Now a whistle-blower, and in hiding from Russian authorities in exile, Rodchenkov said the country had not changed its stripes in regards to doping, despite its ban from all major sporting events for four years in December for its manipulation of laboratory data.
“The same personnel who were smuggling and swapping samples during Sochi (the 2014 Winter Games), they were falsifying all documentation,” he said through the virtual interview.
“It was a progression in falsifying, of this data — an incredible fraud of unspeakable proportion. It shows the country learns absolutely nothing.”
As more of Russia’s efforts have been reported to be lacklustre and uninspiring, news of another scandal broke out within Russian athletics in August 2020.

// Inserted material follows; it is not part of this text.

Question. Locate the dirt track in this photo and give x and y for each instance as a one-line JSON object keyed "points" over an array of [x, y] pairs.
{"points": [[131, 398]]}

Yuri Ganus, who was appointed director of the Russian Anti-doping Agency (RUSADA) after the doping scandal, has been accused to have overseen immense financial irregularities during his tenor.
His own board members have called on Russia’s sporting authorities and governing bodies to remove Ganus out of his position permanently.
Ganus was previously appointed as the head of RUSADA during the same time it was appealing for its reinstatement over the aforementioned doping scandal. This comes after one of the conditions for Russia’s body to be reinstated was the appointment of a new director.
The supervisory board of RUSADA are said to be meeting to discuss the allegations against Ganus since. Chairman of the board Alexander Ivlev has publicly stated that the allegations are taken as factual, and further advised the agency’s founders, as well as Russia’s Olympics and Paralympic committees to put Ganus out of his position, the Interfax news agency reported.
WADA has since said it was “extremely concerned” by the board’s recommendations, seeking clarifications from the appropriate Russian authorities.
The case will be heard by the Lausanne-based Court of Arbitration for Sport (CAS) in November.